フォー・ザ・ボーイズ…第二次世界大戦からベトナム戦争までの軍の慰問歌手の話。

アメリカン・グラフィティ

グッドモーニング・ベトナム

ジャージーボーイ

パイレーツ・オブ・ロック・・・イギリスではラジオでロックは放送禁止だった。

海の上のピアニスト

戦場のピアニスト

スウィング・ガールズ

ビエナ・ビスタ・ソシアル・クラブ

レッド・バイオリン

風の丘を越えて 西便制・・・ブルーレイが発売されたのはうれしいが、11000円だ。

ナビィの恋

ラッチョ・ドローム・・・各地のロマ音楽を紹介。

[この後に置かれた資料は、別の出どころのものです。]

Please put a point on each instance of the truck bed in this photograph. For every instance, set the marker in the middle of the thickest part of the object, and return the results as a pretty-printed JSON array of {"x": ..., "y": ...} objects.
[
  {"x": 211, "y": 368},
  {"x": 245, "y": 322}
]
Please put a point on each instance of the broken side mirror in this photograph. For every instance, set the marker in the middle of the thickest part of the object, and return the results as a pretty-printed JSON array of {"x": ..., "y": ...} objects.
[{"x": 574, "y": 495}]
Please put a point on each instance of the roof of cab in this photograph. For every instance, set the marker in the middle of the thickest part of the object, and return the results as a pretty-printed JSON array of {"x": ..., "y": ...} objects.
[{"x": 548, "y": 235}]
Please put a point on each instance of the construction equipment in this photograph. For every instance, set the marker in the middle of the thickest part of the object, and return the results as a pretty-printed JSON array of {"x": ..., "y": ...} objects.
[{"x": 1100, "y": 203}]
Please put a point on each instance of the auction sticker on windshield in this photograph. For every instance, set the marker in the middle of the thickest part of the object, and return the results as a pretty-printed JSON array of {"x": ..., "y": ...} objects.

2002年

Africa Live: Roll Back Malaria Concert・・・ロックはエイズに注目したが、マラリアは無視した。

AFRICA CALLING - LIVE 8 AT EDEN・・・イギリスで開催されたアフリカ音楽コンサート

迷子の警察音楽隊 2007年のイスラエル映画・・・なんとなく、可笑しい。

ピアノ・ブルース クリント・イーストウッド監督の音楽ドキュメント・・・総監督はスコセッシ。映画館では未公開。

 ああ、あれもこれもと、次々に思い出の映画が浮かんでくる。このリストに入っていない「我が名作」は多い。

 

 

2053話 続・経年変化 その19

音楽 19 クラシック

 なにげなく耳にしている音楽というなら、ジャズやロックや歌謡曲などよりクラシックの方が、その機会は多い。コマーシャルで使ったり、広報番組などの背後でクラシックが流れているからなじみは深い。有名な曲を、俗に「ポピュラー・クラシック」などと言うが、例えば、こういう曲だ。

 この20年くらいでもっともよく耳にするのは、パッヘルベルの「カノン」だろうが、ビバルディーの「四季」、エルガーの「愛の挨拶」と「威風堂々」、ビゼーカルメン」など、曲名をあげればきりがない。ふた昔前なら、「エリーゼのために」が電話の「お待ちください」の音楽だった。コマーシャルにもクラシックが多く使われてきた。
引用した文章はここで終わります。